For most US-based investors, 5-15% of equity allocation in EM is typical. Going higher requires conviction in EM outperformance specifically.
China complications
China specifically presents distinctive issues:
- Variable Interest Entity (VIE) structure. Most US-listed Chinese stocks (Alibaba, JD, etc.) use legal structures that don't actually grant foreign investors equity ownership. Regulatory enforcement could nullify these holdings.
- Geopolitical risk. US-China trade tensions, potential delistings, sanctions risk.
- Domestic crackdowns. China's regulatory approach to its own tech and education sectors (2021) wiped out hundreds of billions of market cap quickly.
- A-shares vs H-shares. Mainland-listed (A) and Hong Kong-listed (H) shares of the same companies trade at different prices because access is asymmetric.
Some "EM ex-China" indices and ETFs have emerged for investors who want EM exposure without China-specific risk.
EM in the broader portfolio
The case for emerging markets has gotten harder to make confidently:
- The 2010s saw chronic EM underperformance vs. US equities.
- China's growth has slowed materially, which was the largest engine of EM index returns historically.
- Demographic dividends that drove EM growth in the 2000s are aging out for several major economies (China, South Korea).

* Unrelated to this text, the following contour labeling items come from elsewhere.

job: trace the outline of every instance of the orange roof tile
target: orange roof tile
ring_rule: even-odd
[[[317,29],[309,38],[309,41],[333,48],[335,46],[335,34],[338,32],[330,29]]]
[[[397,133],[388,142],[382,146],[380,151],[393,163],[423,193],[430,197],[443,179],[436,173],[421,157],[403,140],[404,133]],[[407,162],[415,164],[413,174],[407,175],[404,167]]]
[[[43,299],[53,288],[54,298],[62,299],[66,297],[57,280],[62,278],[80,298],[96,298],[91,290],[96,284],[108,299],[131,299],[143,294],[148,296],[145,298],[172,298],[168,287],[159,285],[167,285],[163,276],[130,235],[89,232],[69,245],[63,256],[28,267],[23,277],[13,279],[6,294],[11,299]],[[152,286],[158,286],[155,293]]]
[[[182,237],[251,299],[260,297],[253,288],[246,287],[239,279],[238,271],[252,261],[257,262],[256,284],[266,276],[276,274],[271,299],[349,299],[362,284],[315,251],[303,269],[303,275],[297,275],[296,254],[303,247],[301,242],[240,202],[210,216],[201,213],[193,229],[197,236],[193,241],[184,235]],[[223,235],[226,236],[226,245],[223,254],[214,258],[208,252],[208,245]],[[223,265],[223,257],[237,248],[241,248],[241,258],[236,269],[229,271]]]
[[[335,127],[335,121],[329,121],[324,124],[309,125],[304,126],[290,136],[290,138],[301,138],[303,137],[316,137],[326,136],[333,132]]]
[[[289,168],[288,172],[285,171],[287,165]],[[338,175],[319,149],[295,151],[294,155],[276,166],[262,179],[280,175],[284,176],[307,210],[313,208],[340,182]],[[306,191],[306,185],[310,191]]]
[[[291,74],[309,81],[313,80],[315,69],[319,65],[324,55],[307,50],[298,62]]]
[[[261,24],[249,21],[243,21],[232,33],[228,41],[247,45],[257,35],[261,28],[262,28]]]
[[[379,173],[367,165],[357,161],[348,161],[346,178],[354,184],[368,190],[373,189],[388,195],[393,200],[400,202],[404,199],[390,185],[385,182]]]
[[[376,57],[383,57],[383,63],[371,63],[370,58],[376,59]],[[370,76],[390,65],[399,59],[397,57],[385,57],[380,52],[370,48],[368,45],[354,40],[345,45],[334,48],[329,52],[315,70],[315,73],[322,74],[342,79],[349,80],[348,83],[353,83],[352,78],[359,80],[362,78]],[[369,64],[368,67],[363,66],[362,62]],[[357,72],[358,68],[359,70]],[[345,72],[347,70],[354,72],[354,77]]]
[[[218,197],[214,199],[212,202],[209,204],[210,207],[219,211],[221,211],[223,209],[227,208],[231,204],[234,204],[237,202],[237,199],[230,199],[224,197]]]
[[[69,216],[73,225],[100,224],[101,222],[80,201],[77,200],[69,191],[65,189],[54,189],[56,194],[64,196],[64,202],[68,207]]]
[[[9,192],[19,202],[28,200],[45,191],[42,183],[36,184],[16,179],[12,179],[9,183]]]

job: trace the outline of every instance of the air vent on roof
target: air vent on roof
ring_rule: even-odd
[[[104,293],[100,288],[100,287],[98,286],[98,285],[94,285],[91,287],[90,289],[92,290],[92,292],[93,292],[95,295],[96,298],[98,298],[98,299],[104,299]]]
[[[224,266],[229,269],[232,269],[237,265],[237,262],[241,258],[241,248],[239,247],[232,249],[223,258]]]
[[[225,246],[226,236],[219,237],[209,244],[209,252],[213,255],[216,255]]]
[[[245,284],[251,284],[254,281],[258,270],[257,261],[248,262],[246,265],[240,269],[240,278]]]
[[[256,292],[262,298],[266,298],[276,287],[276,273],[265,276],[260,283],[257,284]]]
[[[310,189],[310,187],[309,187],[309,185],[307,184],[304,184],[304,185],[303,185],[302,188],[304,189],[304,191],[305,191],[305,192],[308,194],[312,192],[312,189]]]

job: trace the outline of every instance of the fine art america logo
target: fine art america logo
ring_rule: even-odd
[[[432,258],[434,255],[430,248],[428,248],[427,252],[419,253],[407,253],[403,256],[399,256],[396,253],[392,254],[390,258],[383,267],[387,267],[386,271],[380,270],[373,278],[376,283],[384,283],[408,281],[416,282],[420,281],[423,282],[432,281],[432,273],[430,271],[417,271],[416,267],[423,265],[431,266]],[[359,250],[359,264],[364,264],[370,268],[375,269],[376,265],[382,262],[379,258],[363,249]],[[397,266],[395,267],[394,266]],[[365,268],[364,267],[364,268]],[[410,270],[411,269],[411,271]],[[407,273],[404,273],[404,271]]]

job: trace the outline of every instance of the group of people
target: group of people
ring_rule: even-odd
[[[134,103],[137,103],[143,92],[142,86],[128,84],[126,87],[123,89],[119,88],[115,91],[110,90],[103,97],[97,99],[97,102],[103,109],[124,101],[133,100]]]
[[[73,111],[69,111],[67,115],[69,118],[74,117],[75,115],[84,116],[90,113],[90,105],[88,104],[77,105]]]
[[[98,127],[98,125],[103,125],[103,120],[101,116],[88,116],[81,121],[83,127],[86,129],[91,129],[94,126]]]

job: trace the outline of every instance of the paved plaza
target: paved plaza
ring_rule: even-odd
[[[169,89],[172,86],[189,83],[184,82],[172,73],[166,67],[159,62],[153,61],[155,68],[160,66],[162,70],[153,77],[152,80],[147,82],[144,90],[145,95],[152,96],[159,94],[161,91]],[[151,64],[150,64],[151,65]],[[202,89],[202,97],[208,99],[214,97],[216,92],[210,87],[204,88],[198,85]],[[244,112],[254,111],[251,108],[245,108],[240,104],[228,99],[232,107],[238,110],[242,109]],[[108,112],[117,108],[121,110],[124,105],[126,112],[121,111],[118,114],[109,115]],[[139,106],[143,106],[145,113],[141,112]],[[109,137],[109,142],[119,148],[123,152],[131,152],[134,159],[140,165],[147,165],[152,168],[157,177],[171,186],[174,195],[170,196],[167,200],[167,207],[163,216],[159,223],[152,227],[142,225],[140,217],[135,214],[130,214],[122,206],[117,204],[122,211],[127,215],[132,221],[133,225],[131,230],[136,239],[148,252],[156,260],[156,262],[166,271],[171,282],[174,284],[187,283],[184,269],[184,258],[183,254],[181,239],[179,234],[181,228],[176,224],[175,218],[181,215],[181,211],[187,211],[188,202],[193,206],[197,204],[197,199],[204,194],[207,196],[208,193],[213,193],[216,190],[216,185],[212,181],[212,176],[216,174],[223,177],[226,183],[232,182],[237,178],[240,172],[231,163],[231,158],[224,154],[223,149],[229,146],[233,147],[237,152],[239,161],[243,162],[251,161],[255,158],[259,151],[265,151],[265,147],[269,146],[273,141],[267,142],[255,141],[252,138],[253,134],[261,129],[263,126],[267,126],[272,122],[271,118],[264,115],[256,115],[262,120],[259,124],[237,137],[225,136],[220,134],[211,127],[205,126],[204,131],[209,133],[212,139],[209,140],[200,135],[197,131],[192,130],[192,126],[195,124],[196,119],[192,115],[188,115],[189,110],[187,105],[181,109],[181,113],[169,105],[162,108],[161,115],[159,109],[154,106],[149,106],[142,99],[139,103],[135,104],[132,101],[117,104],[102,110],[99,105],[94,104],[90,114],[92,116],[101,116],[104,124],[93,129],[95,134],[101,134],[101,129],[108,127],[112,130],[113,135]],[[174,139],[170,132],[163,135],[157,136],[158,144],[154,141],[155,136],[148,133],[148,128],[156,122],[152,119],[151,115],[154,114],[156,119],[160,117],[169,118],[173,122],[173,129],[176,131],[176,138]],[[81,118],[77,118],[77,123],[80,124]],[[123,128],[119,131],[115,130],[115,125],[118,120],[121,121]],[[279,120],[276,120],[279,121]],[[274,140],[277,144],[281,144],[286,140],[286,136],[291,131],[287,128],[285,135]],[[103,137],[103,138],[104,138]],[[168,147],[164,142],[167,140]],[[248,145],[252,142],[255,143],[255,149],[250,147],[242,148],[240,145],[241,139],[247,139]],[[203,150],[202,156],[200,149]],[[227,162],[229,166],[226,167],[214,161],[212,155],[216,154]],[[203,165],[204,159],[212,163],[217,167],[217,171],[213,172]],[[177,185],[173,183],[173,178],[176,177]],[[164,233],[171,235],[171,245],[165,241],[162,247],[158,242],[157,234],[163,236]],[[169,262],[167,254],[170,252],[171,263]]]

Despite these headwinds, the diversification value remains real. EM equities respond to different drivers than developed-market equities; over multi-decade horizons, the return distribution has been broadly comparable to developed markets even if specific decades have differed.
For most investors, modest EM exposure as part of a globally diversified portfolio is reasonable. Aggressive overweighting requires specific conviction; underweighting (or excluding) sacrifices diversification for nothing in return.